ITP International Training Program



投稿先をまず研究せよ

杉浦史和

(帝京大学、第1期ITPフェロー、ジョージ・ワシントン大学に派遣中)


 今回のセミナーは、英文を書くことに対する筆者の意識を変革するのに大いに役立った。率直に言って、これまでの私の書き方は、とにかく闇雲に日本語を英語に直すことにだけ焦点を当てていたので、文体やジャンル、さらに最も重要な読みやすさといった要素をまったく考慮してこなかったと思う。論旨展開についても日本語と英語の違いを十分には配慮してこなかった。また、投稿先のジャーナルの持つ特徴に対しても、十分な調査をしていなかった。少し落ち着いて考えてみれば、これらの点は投稿する際にクリアすべき当たり前のことであるが、それができていなかった自分を大いに反省したところである。また、数多くの若いそして異分野の研究者と知り合えたことも刺激になった。それぞれ目指すジャーナルは異なるが、お互いに切磋琢磨する機会を得られたことは今後の研究活動にも大いに資すると考えている。
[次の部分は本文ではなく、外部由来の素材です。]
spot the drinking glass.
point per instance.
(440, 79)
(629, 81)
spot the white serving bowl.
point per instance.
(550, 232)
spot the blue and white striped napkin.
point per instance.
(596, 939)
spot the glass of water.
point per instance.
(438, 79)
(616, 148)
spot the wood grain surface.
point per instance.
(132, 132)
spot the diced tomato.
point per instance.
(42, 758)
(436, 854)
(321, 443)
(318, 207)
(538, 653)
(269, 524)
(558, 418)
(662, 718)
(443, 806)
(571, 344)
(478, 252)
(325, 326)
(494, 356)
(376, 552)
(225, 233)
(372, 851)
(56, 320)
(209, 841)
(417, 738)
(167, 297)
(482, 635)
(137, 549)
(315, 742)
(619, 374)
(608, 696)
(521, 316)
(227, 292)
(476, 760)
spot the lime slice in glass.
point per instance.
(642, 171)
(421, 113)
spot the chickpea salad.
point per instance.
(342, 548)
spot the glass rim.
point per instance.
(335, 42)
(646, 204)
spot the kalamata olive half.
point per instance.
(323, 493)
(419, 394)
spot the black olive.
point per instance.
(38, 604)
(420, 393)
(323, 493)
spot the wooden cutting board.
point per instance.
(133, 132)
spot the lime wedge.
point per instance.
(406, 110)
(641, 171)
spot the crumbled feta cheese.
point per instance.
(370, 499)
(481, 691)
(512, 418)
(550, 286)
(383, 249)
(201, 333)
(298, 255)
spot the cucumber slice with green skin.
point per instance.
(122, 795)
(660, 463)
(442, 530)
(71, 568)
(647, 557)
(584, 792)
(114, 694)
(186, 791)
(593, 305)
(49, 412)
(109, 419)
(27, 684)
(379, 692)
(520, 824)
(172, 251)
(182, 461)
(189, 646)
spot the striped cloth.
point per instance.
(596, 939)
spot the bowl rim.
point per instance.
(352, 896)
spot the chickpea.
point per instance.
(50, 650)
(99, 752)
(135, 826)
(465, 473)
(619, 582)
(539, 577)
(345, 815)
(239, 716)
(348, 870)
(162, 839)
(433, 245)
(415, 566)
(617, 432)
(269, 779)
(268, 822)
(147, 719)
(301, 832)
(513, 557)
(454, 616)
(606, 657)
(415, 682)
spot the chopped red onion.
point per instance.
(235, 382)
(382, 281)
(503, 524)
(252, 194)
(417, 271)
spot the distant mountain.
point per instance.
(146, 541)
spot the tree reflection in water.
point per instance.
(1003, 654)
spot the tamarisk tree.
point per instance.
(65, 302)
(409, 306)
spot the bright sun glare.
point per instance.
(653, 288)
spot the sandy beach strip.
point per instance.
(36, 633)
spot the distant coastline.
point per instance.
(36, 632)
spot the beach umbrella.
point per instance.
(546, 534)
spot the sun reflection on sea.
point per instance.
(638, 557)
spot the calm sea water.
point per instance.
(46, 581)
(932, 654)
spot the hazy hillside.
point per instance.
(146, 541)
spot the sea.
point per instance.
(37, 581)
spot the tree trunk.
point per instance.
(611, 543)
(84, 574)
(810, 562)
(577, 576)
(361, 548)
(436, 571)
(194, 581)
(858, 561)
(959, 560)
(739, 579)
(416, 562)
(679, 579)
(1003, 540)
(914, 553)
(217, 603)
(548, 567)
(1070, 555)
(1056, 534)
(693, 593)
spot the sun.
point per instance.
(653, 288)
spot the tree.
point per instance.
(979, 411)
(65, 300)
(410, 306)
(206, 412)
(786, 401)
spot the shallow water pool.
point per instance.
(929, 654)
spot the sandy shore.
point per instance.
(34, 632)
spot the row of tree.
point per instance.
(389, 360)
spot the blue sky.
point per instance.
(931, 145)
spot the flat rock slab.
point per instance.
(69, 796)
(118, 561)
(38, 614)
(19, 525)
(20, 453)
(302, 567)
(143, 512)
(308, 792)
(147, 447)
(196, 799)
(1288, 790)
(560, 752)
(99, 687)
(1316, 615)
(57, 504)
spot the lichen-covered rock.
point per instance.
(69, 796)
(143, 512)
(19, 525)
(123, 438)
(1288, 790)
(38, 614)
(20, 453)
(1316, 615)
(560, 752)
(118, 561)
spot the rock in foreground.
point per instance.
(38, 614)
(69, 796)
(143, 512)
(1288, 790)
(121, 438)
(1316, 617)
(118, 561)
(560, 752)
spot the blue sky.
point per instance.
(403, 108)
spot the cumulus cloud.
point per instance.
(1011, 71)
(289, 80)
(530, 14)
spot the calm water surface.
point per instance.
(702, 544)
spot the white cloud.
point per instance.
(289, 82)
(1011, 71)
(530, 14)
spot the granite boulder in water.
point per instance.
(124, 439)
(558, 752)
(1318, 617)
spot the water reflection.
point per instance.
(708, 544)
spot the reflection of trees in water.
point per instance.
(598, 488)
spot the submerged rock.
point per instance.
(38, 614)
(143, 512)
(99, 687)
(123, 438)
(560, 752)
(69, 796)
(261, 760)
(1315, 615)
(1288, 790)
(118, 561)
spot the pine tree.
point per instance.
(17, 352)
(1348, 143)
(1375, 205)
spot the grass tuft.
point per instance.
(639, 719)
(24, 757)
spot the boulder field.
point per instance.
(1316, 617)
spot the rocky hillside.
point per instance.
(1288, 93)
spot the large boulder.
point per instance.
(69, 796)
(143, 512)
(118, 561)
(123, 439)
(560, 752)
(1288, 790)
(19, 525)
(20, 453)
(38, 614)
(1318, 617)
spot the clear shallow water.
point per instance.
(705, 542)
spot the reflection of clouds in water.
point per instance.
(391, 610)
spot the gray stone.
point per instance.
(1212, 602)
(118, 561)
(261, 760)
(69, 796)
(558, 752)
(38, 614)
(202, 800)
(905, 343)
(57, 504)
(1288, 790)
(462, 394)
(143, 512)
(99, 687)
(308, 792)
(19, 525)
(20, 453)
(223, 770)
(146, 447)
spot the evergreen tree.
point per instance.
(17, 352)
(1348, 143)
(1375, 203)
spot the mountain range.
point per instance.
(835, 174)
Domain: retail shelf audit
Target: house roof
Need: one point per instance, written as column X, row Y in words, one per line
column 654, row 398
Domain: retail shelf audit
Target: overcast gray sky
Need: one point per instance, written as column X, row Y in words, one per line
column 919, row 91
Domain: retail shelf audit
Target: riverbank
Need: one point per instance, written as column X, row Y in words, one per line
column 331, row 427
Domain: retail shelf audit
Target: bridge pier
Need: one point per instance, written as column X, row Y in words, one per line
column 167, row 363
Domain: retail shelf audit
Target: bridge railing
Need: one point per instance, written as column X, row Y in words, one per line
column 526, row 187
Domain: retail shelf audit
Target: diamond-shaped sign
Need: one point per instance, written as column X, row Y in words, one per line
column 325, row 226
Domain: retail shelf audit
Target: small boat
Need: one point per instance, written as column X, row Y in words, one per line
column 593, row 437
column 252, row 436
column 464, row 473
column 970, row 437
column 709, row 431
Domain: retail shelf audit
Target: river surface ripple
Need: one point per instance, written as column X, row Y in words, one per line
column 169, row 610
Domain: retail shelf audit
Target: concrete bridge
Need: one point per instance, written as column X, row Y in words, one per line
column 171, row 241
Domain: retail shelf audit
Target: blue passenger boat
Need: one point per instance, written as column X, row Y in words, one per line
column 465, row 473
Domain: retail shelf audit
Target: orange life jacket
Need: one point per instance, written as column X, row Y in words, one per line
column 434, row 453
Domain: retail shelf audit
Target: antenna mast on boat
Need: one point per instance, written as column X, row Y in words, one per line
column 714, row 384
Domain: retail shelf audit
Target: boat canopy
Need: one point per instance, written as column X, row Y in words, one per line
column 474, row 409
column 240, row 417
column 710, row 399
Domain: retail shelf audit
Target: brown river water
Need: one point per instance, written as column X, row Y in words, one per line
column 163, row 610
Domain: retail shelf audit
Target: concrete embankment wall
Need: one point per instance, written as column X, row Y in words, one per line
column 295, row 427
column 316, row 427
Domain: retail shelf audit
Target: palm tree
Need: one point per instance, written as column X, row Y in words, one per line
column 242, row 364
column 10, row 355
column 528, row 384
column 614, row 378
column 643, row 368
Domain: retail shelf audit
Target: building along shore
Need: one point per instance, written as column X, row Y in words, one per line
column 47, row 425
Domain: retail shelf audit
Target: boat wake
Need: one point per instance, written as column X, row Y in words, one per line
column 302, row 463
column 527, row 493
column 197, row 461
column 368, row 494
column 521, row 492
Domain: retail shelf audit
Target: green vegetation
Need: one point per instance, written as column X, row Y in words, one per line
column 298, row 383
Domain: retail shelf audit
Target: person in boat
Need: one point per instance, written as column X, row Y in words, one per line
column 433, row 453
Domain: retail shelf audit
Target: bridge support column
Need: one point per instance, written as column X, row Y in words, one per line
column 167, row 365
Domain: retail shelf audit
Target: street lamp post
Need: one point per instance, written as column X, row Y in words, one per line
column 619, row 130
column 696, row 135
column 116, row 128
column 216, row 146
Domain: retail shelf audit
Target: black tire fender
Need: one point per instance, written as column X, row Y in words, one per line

 北大のお二人の講師は非常に丁寧にお話してくださり、ともすれば関心を持てづらくなる他の人のペーパーへのコメントにも、主体的にかかわることができた。特に、参加者のペーパーの誤りを正すコーナーは興味深かった。また先輩日本人研究者のお話はいづれも具体的で大変ためになった。編集経験のあるゲストのお話は、まだ投稿経験が乏しいので咀嚼するのに時間がかかると思うが、非常に刺激的だった。


 自分自身のプランとしては、「ロシア企業の資本構成と企業統治の関係に関する考察」と題するペーパーを欧州比較経済学会(EACES)のモスクワ大会(2008年8月)において発表し、The European Journal of Comparative Economics に投稿したいと思う。